The Urban Transitions Hub, the AESOP Young Academics Network and project “UrbanoScenes: Post-colonial imaginaries of urbanisation”, with the support of Research Group SHIFT: Environment, Territory and Society of ICS-ULisboa, will host the third edition of the Lisbon Early-Career Workshop in Urban Studies, from 8 to 10 of November 2023. Circa 30 PhD candidates and early-career scholars will have the opportunity to present and discuss their research projects and/or findings during a 3-days event organised as a space of exchange, debate and learning.
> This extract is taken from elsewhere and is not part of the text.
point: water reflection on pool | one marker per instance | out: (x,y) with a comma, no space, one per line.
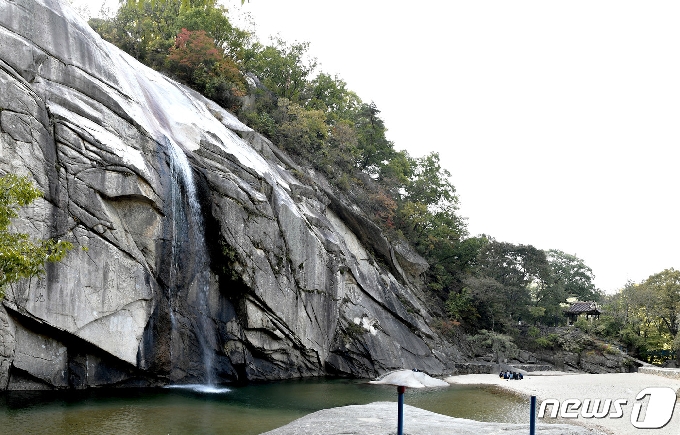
(245,410)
The topic for this edition is “Imaginaries of inhabitation, or, the future of planetary dwelling”. From the global housing crisis and the Covid-19 pandemic, all the way to the looming climate catastrophe, the present predicament seems to be one where the very possibility for inhabiting is being increasingly put under stress. In and outside the urban, human and non-human animals alike seem to be increasingly struggling to find their space, place and time to dwell, to reside. Urban, geographic, sociological and anthropological critique, indeed, have explored and exposed the multiple scales and plural subjectivities of the global crisis of inhabitation. Consider, as just some examples, to the role of debt, in the fields of housing and social reproduction, in foreclosing the future,[1] to the long-term implications political ecology of global austerity,[2] to the transformations of animal dwelling in the context of urbanisation[3] or to the challenges for breathing amid respiratory diseases and the oppressive atmosphere or racism.[4]Think, in broad terms, about the slow violence of the Anthropocene,[5] the controversial calls for geo-engineering our way out of the planetary crisis,[6] the growing attempts to transform urbanised spaces and places for human and other forms of life[7] or, more generally, about the many non-Western populations that already experience the (violent) end of the world as they knew it, and the necessity to find new ways to re-inhabit it.[8]

Drawing from this breeding ground, in this workshop, we encourage participants to think prospectively, imaginatively and speculatively on what futures there may be for our common planetary dwelling. We aim to discuss projects and paper drafts that address the imaginaries of inhabitation at multiples scales and from diverse perspectives (human and other): from the seeds for different housing policy/politics, to the trajectories of more-than-human kinship, interbeing and intermingling; from the catastrophic/hopeful political ecology of the Anthropocene to the new ways of breathing in a pandemic planet; even to arguments for thinking ‘beyond’ inhabitation.[9]

It is not specific topics or themes that we aim to discuss, but attempts to think the future of planetary dwelling through the lenses of urban studies, geography, spatial policy and planning, architecture, anthropology, and so forth. What we are keen to receive are projects and papers that deal with inhabitation – in the widest possible sense – by exploring its imaginaries, futures, desires and anxieties.

As the main goal of the workshop is to offer a space for discussion and improvement of ongoing research, papers will above all consider theoretical questions and development, preliminary analyses of empirical findings and reflections on epistemological/methodological dimensions – or a mix of two or more of these approaches.